Results and discussion

As we have previously stated,²⁰ heterometallic diketonates can be obtained by the reaction of corresponding homometallic constituents when at least one of those is coordinatively unsaturated or is capable of producing coordinatively unsaturated fragments upon dissociation in the gas phase or in solution. A clear illustration of this statement is a family of heterometallic bismuth–transition metal diketonates, Bi₂M(β-dik)₈ (M = Mn–Zn),²¹ in which only coordinatively unsaturated M^II(β-dik)₂ units participate in bridging interactions with Bi-chelating diketonate oxygens, thus holding the trinuclear molecule together, while Bi^III(β-dik)₃ fragments do not require any additional contacts. In accord with this example, the mixed-valent transition metal diketonates that consist of coordinatively saturated M^III(β-dik)₃ octahedral units and coordinatively unsaturated M^II(β-dik)₂ fragments should be capable of forming the polynuclear molecular assemblies. However, until now, we were unable to obtain such mixed-valent transition metal diketonates. In this work, we applied a mixed-ligand approach to synthesize the target molecules. It was reasoned that transition metal(II) center responsible for forming bridging interactions with oxygen atoms of neighboring unit/units should be highly Lewis acidic and therefore be chelated by diketonates with electron-withdrawing groups, such as fluorinated hfac (hexafluoroacetylacetonate). On the other hand, the transition metal(III) counterpart should have sterically uncongested ligands with electron-donating substituents such as acac (acetylacetonate) in order to make its diketonate oxygen atoms more attractive for participating in bridging interactions with M^II center.
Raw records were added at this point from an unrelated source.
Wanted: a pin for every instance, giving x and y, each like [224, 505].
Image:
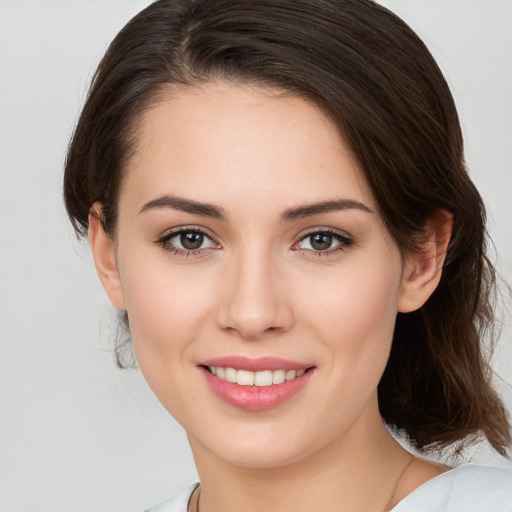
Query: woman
[275, 195]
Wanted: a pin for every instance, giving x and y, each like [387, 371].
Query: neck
[355, 472]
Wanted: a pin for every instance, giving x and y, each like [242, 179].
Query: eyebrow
[185, 205]
[336, 205]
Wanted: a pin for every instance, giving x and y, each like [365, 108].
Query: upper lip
[255, 364]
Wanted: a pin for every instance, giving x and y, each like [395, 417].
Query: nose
[255, 302]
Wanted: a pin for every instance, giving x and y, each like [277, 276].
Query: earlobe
[103, 252]
[423, 268]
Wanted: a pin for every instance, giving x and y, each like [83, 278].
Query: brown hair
[371, 73]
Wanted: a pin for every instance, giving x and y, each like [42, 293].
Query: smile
[263, 378]
[256, 384]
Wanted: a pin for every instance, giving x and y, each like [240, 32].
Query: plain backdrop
[76, 434]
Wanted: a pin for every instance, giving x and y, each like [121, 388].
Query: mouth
[256, 385]
[262, 378]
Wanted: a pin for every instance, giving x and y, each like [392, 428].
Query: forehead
[222, 141]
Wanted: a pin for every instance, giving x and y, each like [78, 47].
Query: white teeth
[291, 374]
[262, 379]
[278, 376]
[230, 374]
[245, 378]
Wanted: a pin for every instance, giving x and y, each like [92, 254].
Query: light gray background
[75, 433]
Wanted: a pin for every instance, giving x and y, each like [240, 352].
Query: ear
[103, 251]
[423, 268]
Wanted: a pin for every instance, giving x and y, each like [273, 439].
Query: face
[249, 246]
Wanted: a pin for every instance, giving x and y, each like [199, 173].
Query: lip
[256, 398]
[258, 364]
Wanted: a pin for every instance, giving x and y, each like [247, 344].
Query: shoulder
[468, 488]
[177, 503]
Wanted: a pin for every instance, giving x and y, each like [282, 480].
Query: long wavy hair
[376, 79]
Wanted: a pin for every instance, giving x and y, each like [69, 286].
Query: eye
[323, 241]
[187, 241]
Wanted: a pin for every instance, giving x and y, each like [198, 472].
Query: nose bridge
[253, 301]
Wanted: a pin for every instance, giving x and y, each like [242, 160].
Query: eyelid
[345, 240]
[171, 233]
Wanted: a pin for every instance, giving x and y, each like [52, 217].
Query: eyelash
[344, 242]
[165, 242]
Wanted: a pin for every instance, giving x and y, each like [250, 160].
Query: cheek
[357, 317]
[167, 307]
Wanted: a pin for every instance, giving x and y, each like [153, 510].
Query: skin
[257, 288]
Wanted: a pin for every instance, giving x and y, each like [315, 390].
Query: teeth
[278, 376]
[245, 378]
[290, 374]
[262, 379]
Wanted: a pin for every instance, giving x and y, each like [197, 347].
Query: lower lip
[256, 398]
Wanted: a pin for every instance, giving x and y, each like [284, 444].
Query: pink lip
[255, 364]
[255, 398]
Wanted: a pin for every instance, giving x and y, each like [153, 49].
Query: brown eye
[321, 241]
[324, 242]
[187, 242]
[191, 240]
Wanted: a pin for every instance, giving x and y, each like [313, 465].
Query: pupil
[321, 241]
[191, 241]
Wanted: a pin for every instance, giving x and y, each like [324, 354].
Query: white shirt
[468, 488]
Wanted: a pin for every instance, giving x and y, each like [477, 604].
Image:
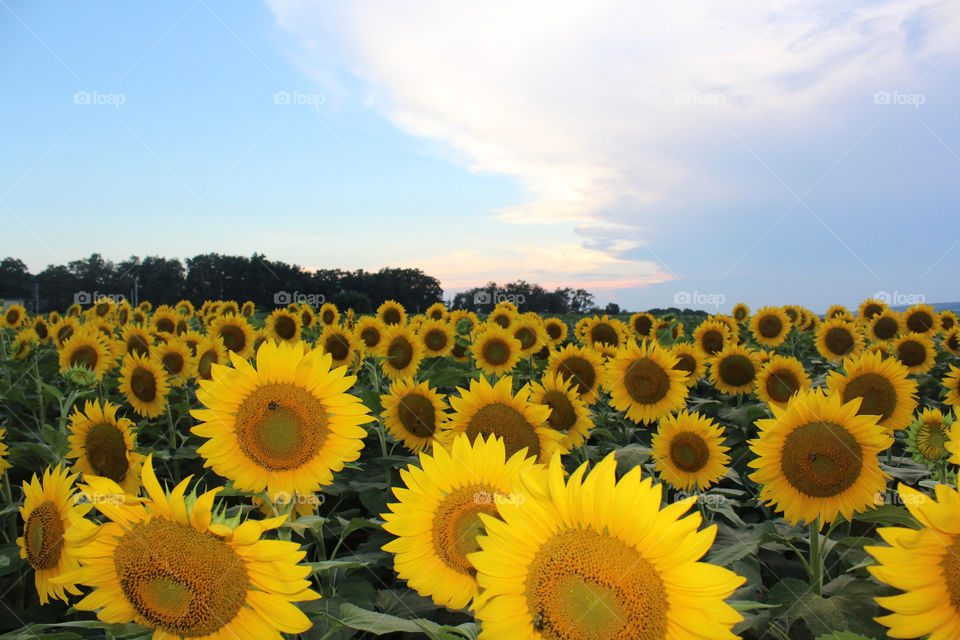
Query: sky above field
[656, 154]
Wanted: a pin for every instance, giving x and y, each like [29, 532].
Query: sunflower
[643, 382]
[544, 569]
[392, 312]
[340, 343]
[883, 387]
[484, 409]
[688, 451]
[770, 326]
[286, 425]
[884, 326]
[582, 366]
[569, 414]
[436, 517]
[781, 378]
[436, 336]
[143, 382]
[168, 563]
[103, 445]
[48, 508]
[400, 351]
[690, 360]
[915, 351]
[921, 319]
[925, 564]
[235, 332]
[556, 330]
[818, 458]
[838, 339]
[86, 349]
[929, 436]
[413, 414]
[734, 370]
[178, 362]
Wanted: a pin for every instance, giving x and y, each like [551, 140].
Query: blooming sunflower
[143, 383]
[925, 564]
[436, 517]
[484, 409]
[734, 370]
[166, 563]
[569, 414]
[582, 366]
[818, 458]
[838, 339]
[780, 378]
[48, 508]
[286, 425]
[413, 414]
[495, 350]
[103, 445]
[915, 351]
[688, 451]
[544, 569]
[643, 382]
[770, 326]
[882, 385]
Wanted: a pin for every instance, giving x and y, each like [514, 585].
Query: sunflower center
[782, 384]
[646, 381]
[281, 426]
[688, 452]
[879, 398]
[399, 353]
[736, 370]
[179, 580]
[43, 536]
[285, 327]
[496, 352]
[457, 524]
[821, 459]
[563, 415]
[582, 585]
[106, 451]
[418, 415]
[911, 353]
[839, 341]
[143, 384]
[508, 423]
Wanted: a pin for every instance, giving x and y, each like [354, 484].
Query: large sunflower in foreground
[818, 458]
[285, 425]
[643, 382]
[168, 564]
[436, 519]
[925, 564]
[883, 386]
[688, 451]
[48, 508]
[483, 410]
[413, 414]
[103, 445]
[599, 559]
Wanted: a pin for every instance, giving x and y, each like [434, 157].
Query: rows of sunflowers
[222, 472]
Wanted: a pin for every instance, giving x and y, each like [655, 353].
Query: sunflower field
[231, 472]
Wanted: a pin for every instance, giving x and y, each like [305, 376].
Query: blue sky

Iron was thought as the best candidate among other transition metals to explore the isolation of mixed-valent diketonates. Iron(II) hexafluoroacetylacetonate seems the most suited to produce coordinatively unsaturated [Fe(hfac)₂] fragments in the gas phase as well as to coordinate to electron-rich diketonate oxygens from the [Fe(acac)₃] unit. Homometallic diketonate Fe(hfac)₂ has a unique dinuclear structure that is held together by four very long Fe⋯O interactions of 2.87–3.02 Å, while other first-row transition metal compounds M(hfac)₂ consist of trinuclear molecules that feature strong bridging M–O bonds of 2.20 (6×, Mn), 2.09–2.42 (6×, Co), and 2.06–2.43 Å (6×, Ni).²²

Mixed-valent heteroleptic iron diketonates with two different Fe^III/Fe^II ratios have been obtained by the solid state/gas phase stoichiometric reactions between Fe(acac)₃ and Fe(hfac)₂ in sealed evacuated ampules (for synthetic details, see ESI, Table S1†):

Fe(acac)₃ + Fe(hfac)₂ → Fe₂(acac)₃(hfac)₂ (1) (1)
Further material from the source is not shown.